Volksanwalt Christoph Luisser leitet wegen rätselhafter Studie aus dem Jahr 2021 und angeblichem Sprechverbot für Lehrer amtswegiges Prüfverfahren ein

Brütend heiße Schulen, erschöpfte Schüler und mundtot gemachte Lehrer - Medienberichterstattungen zufolge beauftragte die Stadt Wien im Jahr 2021 eine Studie, um herauszufinden, wie die extrem hohen Raumtemperaturen in den Wiener Klassenzimmern gesenkt werden können.

Fünf Jahre später wird nun die aufschlussreiche Erkenntnis öffentlich bekannt: Die Studie empfiehlt Lüften, LED-Beleuchtung, Beschattung und Unterricht im Freien – um ganze 50.000 € Steuergeld, wie die „Kronen Zeitung“ am 1. Juli 2026 berichtete.

Für Volksanwalt Christoph Luisser eine Farce: „Die Wiener Stadtregierung kümmert die Gesundheit der Schüler und Lehrer augenscheinlich überhaupt nicht. Anstatt das Geld sinnvoll zu investieren, wie zum Beispiel in Klimaanlagen oder Ventilatoren, wird eine nichtssagende Studie in Auftrag gegeben. Die armen Schüler und Lehrer dürfen zwischenzeitlich in ihren „Saunaklassen“ unter der hochsommerlichen Glut weiter schwitzen und leiden.“

„Ich habe dazu ein amtswegiges Prüfverfahren in die Wege geleitet. Diese ominöse Studie wird von mir akribisch durchleuchtet werden.

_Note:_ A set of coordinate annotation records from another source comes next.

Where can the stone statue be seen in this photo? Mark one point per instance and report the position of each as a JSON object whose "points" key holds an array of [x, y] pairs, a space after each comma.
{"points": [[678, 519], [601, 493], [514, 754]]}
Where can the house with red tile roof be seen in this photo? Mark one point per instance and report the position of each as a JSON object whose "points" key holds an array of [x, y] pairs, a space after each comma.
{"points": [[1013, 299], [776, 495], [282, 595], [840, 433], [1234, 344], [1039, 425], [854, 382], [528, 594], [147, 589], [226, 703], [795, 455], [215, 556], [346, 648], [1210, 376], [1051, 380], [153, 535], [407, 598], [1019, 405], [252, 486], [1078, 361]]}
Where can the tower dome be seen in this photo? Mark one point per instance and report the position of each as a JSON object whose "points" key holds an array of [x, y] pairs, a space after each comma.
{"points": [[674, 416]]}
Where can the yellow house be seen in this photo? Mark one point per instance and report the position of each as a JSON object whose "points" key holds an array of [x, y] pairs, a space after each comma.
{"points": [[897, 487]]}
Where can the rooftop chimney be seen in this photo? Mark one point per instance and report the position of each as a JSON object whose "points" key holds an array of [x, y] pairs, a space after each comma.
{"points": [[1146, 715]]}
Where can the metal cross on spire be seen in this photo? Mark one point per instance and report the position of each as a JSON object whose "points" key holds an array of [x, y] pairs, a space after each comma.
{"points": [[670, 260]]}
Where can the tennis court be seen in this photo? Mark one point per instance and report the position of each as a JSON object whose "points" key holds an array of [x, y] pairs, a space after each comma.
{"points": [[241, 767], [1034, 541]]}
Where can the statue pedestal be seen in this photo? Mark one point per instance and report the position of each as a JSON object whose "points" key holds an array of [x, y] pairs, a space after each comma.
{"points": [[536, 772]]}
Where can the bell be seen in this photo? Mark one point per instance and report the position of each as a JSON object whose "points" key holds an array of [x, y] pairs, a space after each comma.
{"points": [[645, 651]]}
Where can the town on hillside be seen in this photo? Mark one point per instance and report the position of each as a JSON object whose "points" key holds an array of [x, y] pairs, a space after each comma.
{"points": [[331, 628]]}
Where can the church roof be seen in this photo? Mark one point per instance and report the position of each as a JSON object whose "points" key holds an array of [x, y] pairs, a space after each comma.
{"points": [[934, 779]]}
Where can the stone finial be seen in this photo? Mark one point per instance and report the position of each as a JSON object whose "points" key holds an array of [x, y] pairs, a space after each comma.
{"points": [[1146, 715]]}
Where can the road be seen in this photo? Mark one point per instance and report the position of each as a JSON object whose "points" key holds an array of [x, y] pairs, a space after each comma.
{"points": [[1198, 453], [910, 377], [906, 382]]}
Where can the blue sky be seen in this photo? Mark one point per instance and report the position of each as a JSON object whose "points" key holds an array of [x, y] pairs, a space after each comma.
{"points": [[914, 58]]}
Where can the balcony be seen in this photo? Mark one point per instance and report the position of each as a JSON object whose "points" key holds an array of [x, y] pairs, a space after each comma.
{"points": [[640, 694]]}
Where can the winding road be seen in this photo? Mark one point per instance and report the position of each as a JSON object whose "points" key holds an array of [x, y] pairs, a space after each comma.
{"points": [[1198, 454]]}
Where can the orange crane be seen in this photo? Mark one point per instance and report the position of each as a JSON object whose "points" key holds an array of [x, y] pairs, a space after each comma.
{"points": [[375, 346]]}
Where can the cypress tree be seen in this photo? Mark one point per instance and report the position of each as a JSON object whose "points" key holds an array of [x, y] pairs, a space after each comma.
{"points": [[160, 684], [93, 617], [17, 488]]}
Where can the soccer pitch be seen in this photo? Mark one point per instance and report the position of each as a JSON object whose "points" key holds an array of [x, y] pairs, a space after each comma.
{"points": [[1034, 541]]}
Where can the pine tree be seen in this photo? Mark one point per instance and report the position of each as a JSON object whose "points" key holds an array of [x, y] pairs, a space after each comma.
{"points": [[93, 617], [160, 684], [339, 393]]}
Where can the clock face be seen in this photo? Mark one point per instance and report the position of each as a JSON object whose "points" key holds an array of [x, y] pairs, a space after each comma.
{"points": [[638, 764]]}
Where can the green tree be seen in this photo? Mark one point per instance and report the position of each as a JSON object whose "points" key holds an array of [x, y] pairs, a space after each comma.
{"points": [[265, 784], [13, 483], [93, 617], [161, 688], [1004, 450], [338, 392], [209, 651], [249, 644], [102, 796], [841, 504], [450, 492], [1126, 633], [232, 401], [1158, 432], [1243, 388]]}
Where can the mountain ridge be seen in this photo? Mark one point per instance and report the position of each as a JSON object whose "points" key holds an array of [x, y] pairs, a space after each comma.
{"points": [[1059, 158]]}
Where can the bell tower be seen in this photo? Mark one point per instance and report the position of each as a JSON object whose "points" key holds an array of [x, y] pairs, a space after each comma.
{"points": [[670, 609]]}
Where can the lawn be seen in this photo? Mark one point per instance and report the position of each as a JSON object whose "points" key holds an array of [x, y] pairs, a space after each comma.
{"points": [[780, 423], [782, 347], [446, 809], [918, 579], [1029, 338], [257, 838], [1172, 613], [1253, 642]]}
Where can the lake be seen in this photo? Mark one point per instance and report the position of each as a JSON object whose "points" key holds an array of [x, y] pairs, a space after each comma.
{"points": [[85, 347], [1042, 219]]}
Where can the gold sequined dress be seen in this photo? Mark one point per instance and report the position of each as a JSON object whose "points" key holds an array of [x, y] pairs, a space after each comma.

Sämtliche Aspekte und Umstände dieser Causa gehören vollumfänglich aufgeklärt“, sagte Luisser ergänzend.

Volksanwalt prüft parallel zwei eingebrachte Beschwerden von Eltern – Maulkorb für Lehrer?

Parallel dazu befinden sich bei Volksanwalt Luisser zwei Beschwerden in Bearbeitung. Betroffen ist die Wiener Volksschule Eßlinger Hauptstraße, in der zuletzt fast 41 Grad gemessen wurden. Im Zuge dessen wurde die Stadt Wien unverzüglich vom Volksanwalt zur Stellungnahme aufgefordert. Eine Antwort ist bislang noch nicht eingelangt.

Erschwerend kommt hinzu, dass laut den betroffenen Eltern, Lehrer nicht mehr über die Temperaturen in ihren Klassen sprechen dürfen. „Mir wurde durch Medien bekannt, dass Lehrern ein Sprechverbot auferlegt wurde. Demnach dürfen diese nicht mehr über die Zustände in den Klassen sprechen. Auch dieser Vorwurf wurde in meinem Schreiben an das Rathaus thematisiert und wird genauestens beleuchtet werden. Ich werde an der Sache dranbleiben, bis eine dauerhaft akzeptable Lösung gefunden wurde“, zeigt sich der Volksanwalt kämpferisch.